Espero en la estación de San Cristóbal el tren que ha de llevarme de A Coruña a Santiago. Paseo escuchando los ecos de las voces que reverberan anunciando una llegada o una salida, fijándome en los detalles del edificio. Las estaciones de fin de trayecto tienen una magnificencia innegable. En España y toda Europa hay edificios ferroviarios de inmensa belleza, adornados con volutas, frescos, cristaleras, columnas y relieves. Pero San Cristóbal es singular precisamente por lo opuesto, su sobriedad. Aquí la belleza radica en la idea de que la geometría, la piedra, el metal y la luz son hermosos en sí mismos y que es más que suficiente. La cubierta altísima que se eleva sobre columnas y arcos de acero, la fachada de piedra con sus ventanas verticales y la torre del reloj, la asemejan, de algún modo, a una catedral ajetreada, industrial y llena de vida, en vez de mística, espiritual y silenciosa.

En esta catedral laica, ni de San Cristóbal hay rastro más allá de su propio nombre. El escudo de la ciudad preside tanto la nave central como el recibidor, y el Santo, si está en alguna parte del recinto, debe estar bien escondido. Quizá porque el patrón de los viajeros tiene sus raíces en los viajes acuáticos y no en los terrestres ya que, según la leyenda, ganó la santidad ayudando al propio Cristo a cruzar un río cargándolo sobre sus hombros, una historia que, de nuevo, cristianiza un episodio de la mitología clásica en la que Jasón, líder de los Argonautas, hacía exactamente lo mismo con la diosa Hera; lo que demuestra que hace dos mil años ya estaba todo inventado.

Mientras espero, camino hasta el final del andén. Me fijo en los viejos almacenes, en los cambios de agujas, en las oficinas anejas. Todo evoca imágenes que guardo en la memoria cuando, de niña, tantas veces paseé por esta estación de la mano de mi abuelo que, además de otras cosas, trabajó para Renfe en esta estación muchos años.

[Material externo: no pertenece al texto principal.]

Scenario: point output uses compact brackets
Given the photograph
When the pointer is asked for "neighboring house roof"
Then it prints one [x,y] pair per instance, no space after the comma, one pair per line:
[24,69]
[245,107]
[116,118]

Paseos de domingo pues, de la mano de mi abuelo, de largas conversaciones, de churros calientes comprados en el quiosco de la plaza y, a veces, de bajar a las vías y poner allí, sobre los raíles, una moneda para que el tren la aplastase. Guardo aún un puñado de aquellas monedas planas, negras y suaves que, curiosamente, no son humildes duros o pesetas de aquellos años setenta, sino antiguas monedas del siglo XIX con las efigies de Isabel II y Alfonso XII, ahora emborronados y apenas visibles.

Con puntualidad británica llega el tren que saldrá de nuevo en apenas unos minutos. Reconozco que aún me asombra, de estos nuevos trenes, su exactitud horaria tan poco respetuosa con nuestros usos y costumbres. Salimos y el trayecto discurre entre los que leen, los que conversan, los que se sumergen en la tecnología y los que se dejan adormecer. La literatura y el cine demuestran que los trenes son campo abonado para la imaginación y los sueños. Recuerdo entonces que las pasadas navidades mi hijo pequeño me pidió hacer un viaje en tren por primera vez en su vida. Acababa de revisitar una de las películas de Harry Potter, en las que el Hogwarts Express es como el armario de las Crónicas de Narnia, una puerta hacia la magia. Me lo pone muy fácil y muy difícil a la vez con semejantes expectativas. Uno de estos fines de semana haremos el trayecto a Vigo. Parece algo prosaico, pero quién sabe lo que será desde los ojos de un niño.